I shared the blog post with some friends I’d known from Eureka. One who still lives there, Anna, decided to take her kids on a field trip to the mall and sent me some photos. What she found was, as you’ll see, a mall that isn’t ailing, so much as in hospice at this point. For those of us who once knew the mall intimately, but haven’t been back to Eureka in a while, the changes are… stark.

Below, I’ll share what she described as “Anna’s editorial you didn’t ask for,” as well as her photos. For perspective, the photos below were taken at around noon on Saturday, September 10th. (You can click on the photos to see them full size.)

Eureka is what you make of it, as is every city. I never thought I’d be raising my kids in Eureka, yet here I am. The mall isn’t really on our radar anymore, it’s not a place to hang out and just shop. In fact, there isn’t a place for that at all here. My kids’ childhood memories will be drastically different than mine. We have our group of friends and just rotate houses to hang at every weekend, instead of going to the mall.

We went to the Concord mall a few weeks ago and it was packed, and there were so many shops it was amazing for back to school clothes. It’s just a different lifestyle.

Bayshore Mall Map - September 2022

A map of the mall as it is as of September 2022. The food court, which serves as the main entrance of the mall, is located between Ulta and Boot Barn.


What was once the food court is now… a court. There are now only 4 dining options to choose from: unbranded Chinese, Japanese, Mexican, and fruit options. For perspective, Burger King used to be at the far left. I can remember when this space seemed to be stuffed with  tables. But when there are only 4 places to buy food, I guess there’s not much eating to be done.


One of the 4 remaining food options. Sbarro used to be located here.



What you see when you walk from the food court into the center of the mall, where the two wings split off. It feels a bit like John Candy should be standing here, saying, “Sorry, folks, park’s closed. The moose out front should have told you.”

Below is the righthand side of the mall, now anchored by Walmart. One side of the wing has stores, but the other side is largely unoccupied.

Yes, there is now a DMV office in the mall.
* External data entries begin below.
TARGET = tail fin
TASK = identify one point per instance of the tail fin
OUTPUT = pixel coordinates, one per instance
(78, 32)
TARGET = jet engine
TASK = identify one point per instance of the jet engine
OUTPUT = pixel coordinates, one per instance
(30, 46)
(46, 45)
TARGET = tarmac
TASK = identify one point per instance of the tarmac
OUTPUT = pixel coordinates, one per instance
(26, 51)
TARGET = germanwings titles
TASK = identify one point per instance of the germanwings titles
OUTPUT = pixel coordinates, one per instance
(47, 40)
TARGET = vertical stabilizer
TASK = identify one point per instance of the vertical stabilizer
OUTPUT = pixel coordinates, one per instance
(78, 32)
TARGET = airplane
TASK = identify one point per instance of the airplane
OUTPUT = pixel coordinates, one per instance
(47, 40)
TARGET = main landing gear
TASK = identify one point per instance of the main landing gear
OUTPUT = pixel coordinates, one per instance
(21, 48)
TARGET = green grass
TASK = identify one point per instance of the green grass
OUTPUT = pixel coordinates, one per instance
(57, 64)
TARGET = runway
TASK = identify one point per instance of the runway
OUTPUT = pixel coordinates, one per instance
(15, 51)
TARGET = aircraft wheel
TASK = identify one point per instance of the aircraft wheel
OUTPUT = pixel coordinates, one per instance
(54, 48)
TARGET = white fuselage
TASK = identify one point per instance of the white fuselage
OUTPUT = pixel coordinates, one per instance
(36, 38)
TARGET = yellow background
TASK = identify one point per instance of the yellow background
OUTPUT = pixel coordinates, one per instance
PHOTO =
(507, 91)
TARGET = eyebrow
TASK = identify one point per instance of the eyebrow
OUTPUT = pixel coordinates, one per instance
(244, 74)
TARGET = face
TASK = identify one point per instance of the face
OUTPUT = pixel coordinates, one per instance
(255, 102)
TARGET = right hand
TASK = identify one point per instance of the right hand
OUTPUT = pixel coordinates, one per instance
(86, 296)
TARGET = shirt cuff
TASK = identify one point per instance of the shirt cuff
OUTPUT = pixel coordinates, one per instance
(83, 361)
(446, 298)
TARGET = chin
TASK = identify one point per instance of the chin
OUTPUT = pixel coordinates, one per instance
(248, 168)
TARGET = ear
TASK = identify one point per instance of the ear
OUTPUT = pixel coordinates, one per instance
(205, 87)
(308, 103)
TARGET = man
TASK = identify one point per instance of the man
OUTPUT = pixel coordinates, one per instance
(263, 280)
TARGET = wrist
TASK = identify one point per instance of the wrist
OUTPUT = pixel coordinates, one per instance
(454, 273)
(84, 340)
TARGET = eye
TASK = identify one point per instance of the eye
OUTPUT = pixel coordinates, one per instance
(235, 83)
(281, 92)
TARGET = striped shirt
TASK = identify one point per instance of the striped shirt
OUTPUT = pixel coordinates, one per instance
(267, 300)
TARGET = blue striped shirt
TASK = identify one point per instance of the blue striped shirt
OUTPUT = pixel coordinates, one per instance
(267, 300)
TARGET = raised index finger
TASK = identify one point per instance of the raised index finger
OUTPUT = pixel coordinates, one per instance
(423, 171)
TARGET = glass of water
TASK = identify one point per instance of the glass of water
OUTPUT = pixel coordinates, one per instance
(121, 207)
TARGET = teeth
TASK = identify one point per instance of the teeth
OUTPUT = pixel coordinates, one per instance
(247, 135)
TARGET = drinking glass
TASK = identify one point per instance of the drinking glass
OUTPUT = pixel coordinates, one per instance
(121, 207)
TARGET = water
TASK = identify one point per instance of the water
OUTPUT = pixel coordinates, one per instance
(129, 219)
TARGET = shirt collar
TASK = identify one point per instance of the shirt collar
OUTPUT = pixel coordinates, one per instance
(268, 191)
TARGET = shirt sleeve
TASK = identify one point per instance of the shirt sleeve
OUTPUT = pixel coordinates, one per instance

It’s generally not regarded as a good sign when a mall has a DMV office.


And, finally, the lefthand side of the mall, which houses a military recruitment office, a Planet Fitness, and… not much else. Anna mentioned that this part of the mall is dark, quiet, and echoey.

Looking at the photos, what comes to mind is Monty Python’s dead parrot sketch: “E’s off the twig! ‘E’s kicked the bucket, ‘e’s shuffled off ‘is mortal coil, run down the curtain and joined the bleedin’ choir invisible!! THIS IS AN EX-MALL!!”